Liz Winters: [to Christian Troy] You really want to get inside a woman? Stop thinking like a dick.
Christian Troy: If you'll excuse me I'm going upstairs to pay somebody to pretend they like me.
Gina Russo: Hey asshole, my water just broke.
Salesman: You liked Gina before she conceived, you're gonna love her now, she's a tigress! Christian Troy: Did you screw her? Salesman: Well... yeah. She told me about your guys situation, I thought you were cool! Christian Troy: [shoves salesman] You're bragging to me about banging the mother of my unborn child, and you think I'm cool with that? What kind of sick freak are you? Salesman: She told me you weren't together! Christian Troy: What's the difference? That's my god damn child you're poking at! Salesman: She was just so lonely and beautiful. You can't see it, but I can! Christian Troy: [knocks salesman down] Cancel my order! Stay away from my kid!
Sean McNamara: [to Christian before his rectal exam after being raped by the Carver] What part of you being or having an asshole could shock me?
Kimberly Henry: FYI, I met some movie producers who think I'm the bomb. They can't wait to get into the Kimber Henry business.
[during an operation] Sean McNamara: You're shaving too deep. Christian Troy: It's fine. Sean McNamara: Do you want it fine or do you want it perfect?
Liz Winters: [looking at a patient undergoing a butt lift] Ass implants. What will they think of next?
Gina Russo: What's the matter, Christian, not turned on by pregnant women? Christian Troy: No, just not turned on by you.
Gina Russo: My tits are ripe. And this blouse is silk, stains are forever. So, I need you to suck it up.
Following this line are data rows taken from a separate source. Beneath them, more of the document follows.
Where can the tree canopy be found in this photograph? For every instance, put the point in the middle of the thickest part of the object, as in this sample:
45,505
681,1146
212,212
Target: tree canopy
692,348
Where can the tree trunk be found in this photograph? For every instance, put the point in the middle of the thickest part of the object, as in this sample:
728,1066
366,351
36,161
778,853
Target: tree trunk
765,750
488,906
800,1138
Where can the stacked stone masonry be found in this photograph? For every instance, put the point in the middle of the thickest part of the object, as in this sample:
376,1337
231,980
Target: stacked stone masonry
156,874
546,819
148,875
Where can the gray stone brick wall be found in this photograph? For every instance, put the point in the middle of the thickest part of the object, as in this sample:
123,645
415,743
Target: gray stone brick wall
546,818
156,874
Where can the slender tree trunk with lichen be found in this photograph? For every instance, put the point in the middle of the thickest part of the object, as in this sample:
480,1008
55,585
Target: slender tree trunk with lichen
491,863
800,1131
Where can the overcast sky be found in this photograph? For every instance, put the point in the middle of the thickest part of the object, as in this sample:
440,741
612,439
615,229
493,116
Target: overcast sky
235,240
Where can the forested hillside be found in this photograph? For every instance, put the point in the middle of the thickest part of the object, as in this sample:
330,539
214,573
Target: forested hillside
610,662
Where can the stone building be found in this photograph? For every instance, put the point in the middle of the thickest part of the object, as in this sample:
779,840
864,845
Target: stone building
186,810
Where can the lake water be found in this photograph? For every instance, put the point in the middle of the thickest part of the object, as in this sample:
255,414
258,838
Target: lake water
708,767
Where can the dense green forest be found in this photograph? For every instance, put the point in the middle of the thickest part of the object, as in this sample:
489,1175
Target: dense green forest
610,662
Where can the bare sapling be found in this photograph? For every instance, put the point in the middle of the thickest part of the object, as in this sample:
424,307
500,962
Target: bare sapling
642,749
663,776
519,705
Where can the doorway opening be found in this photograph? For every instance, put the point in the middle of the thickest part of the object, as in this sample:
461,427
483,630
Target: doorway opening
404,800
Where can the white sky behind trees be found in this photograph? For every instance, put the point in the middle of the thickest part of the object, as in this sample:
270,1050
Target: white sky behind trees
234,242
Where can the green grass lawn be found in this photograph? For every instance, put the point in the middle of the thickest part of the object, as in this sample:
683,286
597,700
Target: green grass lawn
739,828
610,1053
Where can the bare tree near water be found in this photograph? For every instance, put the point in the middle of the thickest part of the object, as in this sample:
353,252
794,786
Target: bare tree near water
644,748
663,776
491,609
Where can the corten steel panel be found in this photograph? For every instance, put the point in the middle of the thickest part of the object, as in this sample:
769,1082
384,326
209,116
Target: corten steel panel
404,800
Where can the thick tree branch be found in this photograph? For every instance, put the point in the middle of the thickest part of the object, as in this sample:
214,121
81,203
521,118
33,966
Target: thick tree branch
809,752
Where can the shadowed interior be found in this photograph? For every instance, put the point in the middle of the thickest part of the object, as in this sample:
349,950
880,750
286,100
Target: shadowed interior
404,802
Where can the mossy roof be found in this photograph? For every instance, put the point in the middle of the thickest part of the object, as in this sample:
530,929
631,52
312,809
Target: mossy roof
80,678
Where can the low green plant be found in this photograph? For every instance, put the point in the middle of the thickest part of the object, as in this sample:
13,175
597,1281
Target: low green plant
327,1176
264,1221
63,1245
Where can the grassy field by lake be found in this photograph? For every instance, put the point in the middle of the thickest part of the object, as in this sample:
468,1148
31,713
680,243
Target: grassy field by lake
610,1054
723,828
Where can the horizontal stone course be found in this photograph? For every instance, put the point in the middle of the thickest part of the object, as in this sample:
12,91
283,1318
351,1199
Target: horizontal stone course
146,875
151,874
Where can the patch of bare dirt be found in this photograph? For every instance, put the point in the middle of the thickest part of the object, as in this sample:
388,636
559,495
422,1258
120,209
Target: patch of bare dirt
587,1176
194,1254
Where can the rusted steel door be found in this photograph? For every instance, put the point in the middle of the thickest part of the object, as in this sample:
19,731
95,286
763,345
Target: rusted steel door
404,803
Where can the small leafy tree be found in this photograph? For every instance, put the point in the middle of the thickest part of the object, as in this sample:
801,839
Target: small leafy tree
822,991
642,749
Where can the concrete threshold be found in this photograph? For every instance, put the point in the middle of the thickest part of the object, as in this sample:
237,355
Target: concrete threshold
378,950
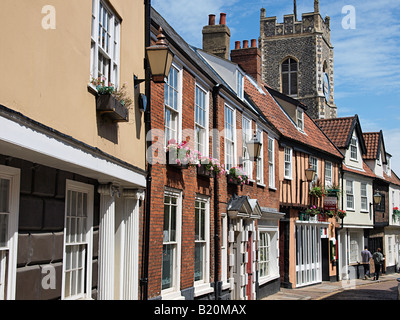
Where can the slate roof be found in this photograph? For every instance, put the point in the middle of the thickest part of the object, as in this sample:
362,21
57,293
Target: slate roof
312,137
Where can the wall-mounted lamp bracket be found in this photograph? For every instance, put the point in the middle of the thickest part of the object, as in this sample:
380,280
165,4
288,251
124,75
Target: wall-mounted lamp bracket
137,81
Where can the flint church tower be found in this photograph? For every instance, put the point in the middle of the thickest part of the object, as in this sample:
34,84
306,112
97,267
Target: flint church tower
297,59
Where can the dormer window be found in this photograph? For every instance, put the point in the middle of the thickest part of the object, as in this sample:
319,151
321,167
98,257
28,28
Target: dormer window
300,119
353,149
239,85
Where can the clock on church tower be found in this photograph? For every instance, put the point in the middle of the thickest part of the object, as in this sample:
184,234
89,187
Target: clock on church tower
297,59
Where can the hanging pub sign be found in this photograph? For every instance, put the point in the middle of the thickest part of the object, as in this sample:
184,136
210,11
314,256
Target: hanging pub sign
330,203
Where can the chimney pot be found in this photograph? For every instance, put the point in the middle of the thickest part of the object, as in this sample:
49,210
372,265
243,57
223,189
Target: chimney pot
222,19
211,19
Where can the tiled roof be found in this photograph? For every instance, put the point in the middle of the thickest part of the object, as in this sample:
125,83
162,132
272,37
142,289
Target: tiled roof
337,129
372,144
312,136
365,172
394,179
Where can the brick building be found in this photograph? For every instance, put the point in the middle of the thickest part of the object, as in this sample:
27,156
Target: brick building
71,178
297,59
206,225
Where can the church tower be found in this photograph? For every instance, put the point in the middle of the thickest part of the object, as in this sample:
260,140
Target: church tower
297,59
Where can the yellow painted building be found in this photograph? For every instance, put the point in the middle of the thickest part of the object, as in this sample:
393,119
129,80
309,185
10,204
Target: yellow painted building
71,176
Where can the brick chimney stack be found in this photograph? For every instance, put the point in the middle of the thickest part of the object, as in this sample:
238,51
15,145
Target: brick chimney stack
216,38
248,58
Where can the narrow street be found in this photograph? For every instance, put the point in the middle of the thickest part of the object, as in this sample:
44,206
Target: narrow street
386,290
357,289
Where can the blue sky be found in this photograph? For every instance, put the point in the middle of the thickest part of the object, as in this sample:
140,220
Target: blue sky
366,59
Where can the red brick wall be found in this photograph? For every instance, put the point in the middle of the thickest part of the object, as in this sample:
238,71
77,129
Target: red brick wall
191,184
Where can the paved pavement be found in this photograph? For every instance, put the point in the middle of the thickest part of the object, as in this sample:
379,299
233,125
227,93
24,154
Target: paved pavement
326,290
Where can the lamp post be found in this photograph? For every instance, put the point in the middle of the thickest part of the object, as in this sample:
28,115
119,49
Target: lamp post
159,61
310,174
159,57
377,200
254,148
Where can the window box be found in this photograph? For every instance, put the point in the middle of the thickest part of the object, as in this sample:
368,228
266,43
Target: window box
174,161
332,192
303,216
110,107
202,171
232,179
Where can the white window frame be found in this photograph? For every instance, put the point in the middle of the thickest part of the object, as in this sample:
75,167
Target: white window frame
201,110
350,194
300,119
204,283
291,73
353,149
173,105
314,166
8,264
173,292
230,137
247,136
98,52
86,285
239,84
328,177
364,196
271,162
264,250
288,163
260,160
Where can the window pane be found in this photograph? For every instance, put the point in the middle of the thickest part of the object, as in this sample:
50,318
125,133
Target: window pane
198,261
4,195
166,224
285,83
3,230
197,225
293,83
167,267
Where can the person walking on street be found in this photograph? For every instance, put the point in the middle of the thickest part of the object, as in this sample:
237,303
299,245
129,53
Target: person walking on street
378,260
365,257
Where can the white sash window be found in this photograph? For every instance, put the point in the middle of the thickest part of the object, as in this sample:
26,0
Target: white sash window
9,207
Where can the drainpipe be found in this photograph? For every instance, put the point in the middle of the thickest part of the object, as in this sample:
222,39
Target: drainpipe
146,234
341,225
215,141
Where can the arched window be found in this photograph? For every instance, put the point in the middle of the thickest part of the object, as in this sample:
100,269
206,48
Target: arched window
289,76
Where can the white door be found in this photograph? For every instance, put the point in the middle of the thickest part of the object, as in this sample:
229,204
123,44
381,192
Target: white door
237,293
308,254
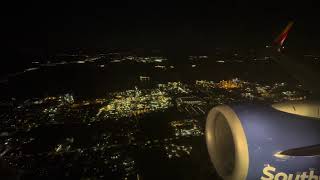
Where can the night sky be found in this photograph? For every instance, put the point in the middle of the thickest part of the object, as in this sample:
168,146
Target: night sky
42,28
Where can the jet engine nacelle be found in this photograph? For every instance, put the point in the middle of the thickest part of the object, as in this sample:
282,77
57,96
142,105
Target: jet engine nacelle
251,142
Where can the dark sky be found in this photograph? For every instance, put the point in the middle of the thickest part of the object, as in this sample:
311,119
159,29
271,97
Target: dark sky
50,27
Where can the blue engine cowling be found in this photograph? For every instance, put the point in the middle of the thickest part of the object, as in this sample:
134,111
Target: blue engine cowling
251,142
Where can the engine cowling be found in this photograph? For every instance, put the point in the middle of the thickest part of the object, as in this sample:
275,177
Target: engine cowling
281,141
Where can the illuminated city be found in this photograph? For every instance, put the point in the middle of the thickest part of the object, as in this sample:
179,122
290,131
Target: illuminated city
107,135
141,90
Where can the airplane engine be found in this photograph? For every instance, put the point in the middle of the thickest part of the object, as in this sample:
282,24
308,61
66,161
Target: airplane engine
279,141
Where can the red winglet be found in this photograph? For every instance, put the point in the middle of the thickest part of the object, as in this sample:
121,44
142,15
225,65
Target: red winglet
282,37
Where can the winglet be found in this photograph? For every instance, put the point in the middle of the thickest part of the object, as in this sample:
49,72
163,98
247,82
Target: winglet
282,37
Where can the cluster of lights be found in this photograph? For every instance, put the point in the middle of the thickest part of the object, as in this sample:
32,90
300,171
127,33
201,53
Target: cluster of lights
187,127
177,151
135,102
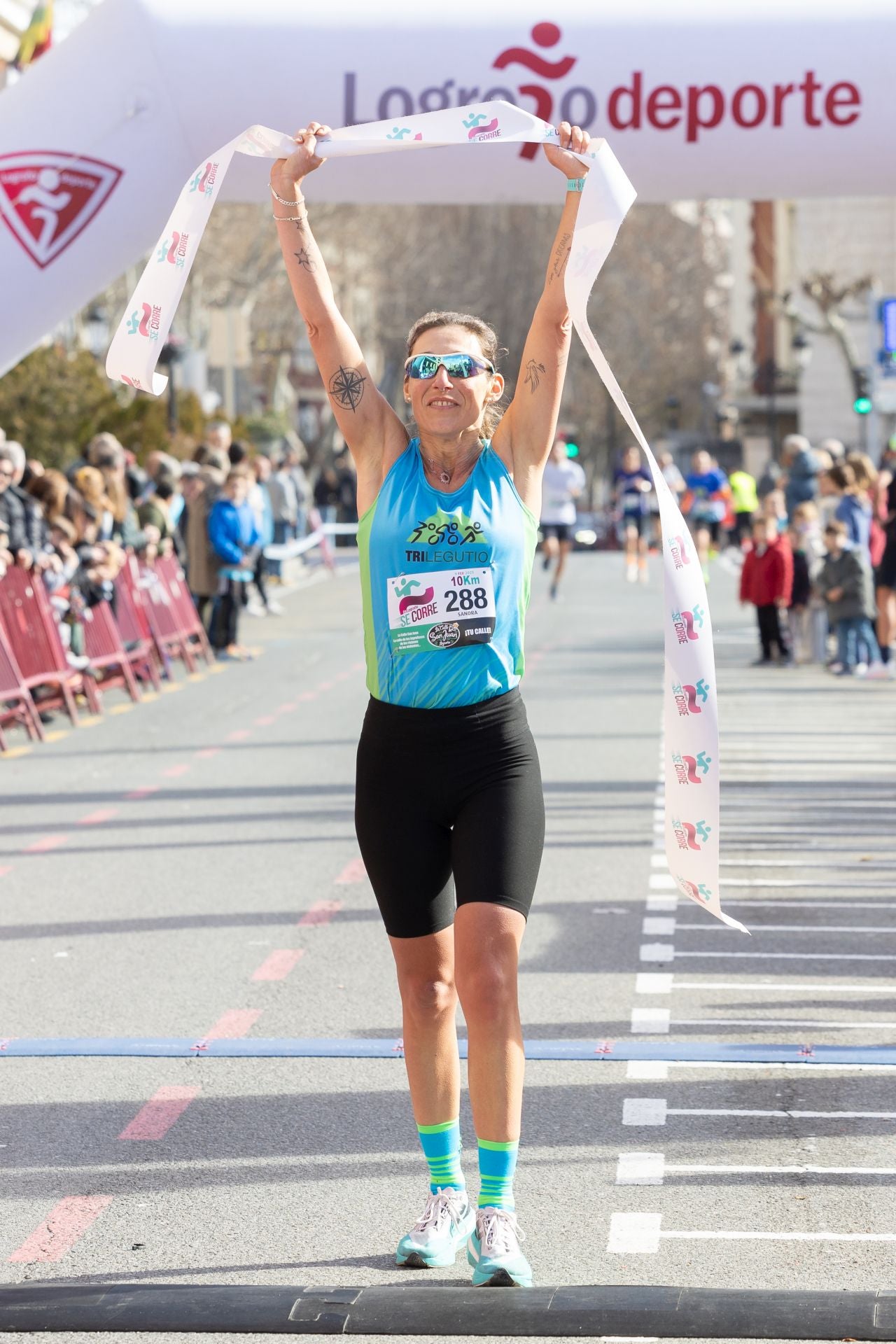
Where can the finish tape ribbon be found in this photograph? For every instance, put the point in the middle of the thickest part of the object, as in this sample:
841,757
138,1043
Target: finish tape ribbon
690,689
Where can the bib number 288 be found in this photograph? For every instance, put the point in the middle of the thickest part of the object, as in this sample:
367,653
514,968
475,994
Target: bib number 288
466,600
444,609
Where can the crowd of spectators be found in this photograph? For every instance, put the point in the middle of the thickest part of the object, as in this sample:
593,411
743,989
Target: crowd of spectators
821,559
216,512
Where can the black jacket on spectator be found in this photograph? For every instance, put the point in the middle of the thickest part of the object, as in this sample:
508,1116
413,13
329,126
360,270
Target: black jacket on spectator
13,521
36,530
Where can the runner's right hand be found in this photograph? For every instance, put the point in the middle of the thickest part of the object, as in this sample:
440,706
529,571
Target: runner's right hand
304,159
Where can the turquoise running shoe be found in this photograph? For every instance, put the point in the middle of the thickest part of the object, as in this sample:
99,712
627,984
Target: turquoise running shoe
440,1231
493,1250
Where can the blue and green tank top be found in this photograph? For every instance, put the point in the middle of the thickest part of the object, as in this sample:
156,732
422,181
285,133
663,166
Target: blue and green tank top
445,585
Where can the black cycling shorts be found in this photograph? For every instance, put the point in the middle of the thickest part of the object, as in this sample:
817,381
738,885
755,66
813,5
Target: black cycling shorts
448,809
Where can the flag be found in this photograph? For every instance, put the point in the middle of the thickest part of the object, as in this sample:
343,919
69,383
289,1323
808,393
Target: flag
36,36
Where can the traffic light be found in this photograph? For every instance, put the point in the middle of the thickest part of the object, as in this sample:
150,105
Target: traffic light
862,388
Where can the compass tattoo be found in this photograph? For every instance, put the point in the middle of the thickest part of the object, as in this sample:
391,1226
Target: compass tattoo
347,387
533,372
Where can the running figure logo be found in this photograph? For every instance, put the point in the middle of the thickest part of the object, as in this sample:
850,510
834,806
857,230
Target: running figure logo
690,835
407,598
688,769
690,699
48,200
688,624
448,528
543,35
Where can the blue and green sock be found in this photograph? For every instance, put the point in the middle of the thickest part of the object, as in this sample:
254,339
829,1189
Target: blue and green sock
498,1164
442,1151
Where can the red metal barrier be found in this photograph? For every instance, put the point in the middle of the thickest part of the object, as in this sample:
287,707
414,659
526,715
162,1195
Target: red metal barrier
171,573
26,613
109,662
16,705
133,625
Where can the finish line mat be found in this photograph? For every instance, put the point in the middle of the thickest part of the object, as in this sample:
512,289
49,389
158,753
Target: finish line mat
696,1051
418,1310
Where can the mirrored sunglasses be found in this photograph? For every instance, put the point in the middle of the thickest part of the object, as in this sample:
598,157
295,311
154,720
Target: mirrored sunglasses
456,366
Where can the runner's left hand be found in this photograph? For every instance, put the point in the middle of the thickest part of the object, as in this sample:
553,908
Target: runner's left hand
573,140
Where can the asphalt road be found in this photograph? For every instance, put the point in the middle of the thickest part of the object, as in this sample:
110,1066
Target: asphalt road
188,867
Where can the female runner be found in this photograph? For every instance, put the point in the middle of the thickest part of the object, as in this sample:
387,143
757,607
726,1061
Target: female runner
449,806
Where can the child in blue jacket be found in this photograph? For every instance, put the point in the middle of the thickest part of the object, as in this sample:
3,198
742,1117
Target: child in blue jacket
234,537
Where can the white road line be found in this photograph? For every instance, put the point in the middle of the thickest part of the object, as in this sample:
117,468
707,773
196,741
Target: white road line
657,1070
650,1021
776,1022
634,1234
640,1234
780,956
653,983
754,987
755,929
812,905
782,1237
659,926
644,1110
653,1110
652,1170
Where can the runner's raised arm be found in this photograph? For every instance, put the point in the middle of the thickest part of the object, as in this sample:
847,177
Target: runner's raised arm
367,421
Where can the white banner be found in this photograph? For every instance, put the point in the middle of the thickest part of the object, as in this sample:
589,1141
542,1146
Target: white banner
750,99
691,718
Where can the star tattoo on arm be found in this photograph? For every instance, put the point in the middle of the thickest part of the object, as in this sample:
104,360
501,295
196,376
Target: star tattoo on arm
347,387
533,372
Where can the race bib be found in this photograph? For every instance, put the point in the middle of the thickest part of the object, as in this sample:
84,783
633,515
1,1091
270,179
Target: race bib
445,609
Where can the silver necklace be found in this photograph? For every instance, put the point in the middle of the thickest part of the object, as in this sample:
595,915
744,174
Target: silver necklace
445,476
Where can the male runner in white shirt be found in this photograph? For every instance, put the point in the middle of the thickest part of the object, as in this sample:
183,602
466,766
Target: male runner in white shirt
562,484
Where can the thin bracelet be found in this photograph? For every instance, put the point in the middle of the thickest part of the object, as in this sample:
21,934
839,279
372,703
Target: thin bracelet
293,202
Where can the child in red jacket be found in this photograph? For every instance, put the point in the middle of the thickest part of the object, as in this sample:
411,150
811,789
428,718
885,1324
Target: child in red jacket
767,580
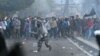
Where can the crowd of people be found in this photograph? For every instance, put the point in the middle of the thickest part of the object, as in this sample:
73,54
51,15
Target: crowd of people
62,27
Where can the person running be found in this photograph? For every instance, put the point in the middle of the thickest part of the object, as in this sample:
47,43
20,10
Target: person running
43,35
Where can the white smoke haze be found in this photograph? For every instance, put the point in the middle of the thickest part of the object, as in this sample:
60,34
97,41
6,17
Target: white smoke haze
68,7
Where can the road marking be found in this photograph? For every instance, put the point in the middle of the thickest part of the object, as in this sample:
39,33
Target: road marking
80,48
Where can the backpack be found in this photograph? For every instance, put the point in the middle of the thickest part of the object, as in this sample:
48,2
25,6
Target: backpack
65,24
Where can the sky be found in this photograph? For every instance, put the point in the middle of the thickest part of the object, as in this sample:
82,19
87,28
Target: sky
59,1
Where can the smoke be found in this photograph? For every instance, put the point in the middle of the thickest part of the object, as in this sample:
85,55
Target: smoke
38,8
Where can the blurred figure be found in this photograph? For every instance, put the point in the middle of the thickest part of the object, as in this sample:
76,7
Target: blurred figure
43,35
53,24
3,48
17,25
Grace Santiago: I keep forgetting about the hierarchy of McNamara/Troy, I keep imagining I'm apart of it. Sean McNamara: You were brought aboard with the promise of parity. Grace Santiago: What about respect? It's because I slept with Christian, isn't it? Suddenly I'm no longer a professional with credentials, I'm just his latest conquest. Sean McNamara: I'm not here to pass judgement on your promiscuity. Grace Santiago: Why don't you admit it Sean. You're operating out of repressed rage because I rejected you and slept with your partner. Sean McNamara: Dr. Santiago, as a professional, it should have been obvious when I came on to you that I was acting out because of trouble with my marriage, it wasn't personal. It could have been anyone after you. [Grace storms off]
Ava Moore: [to Adrian] You're not too old to get a backhand and I'm wearing heavy rings.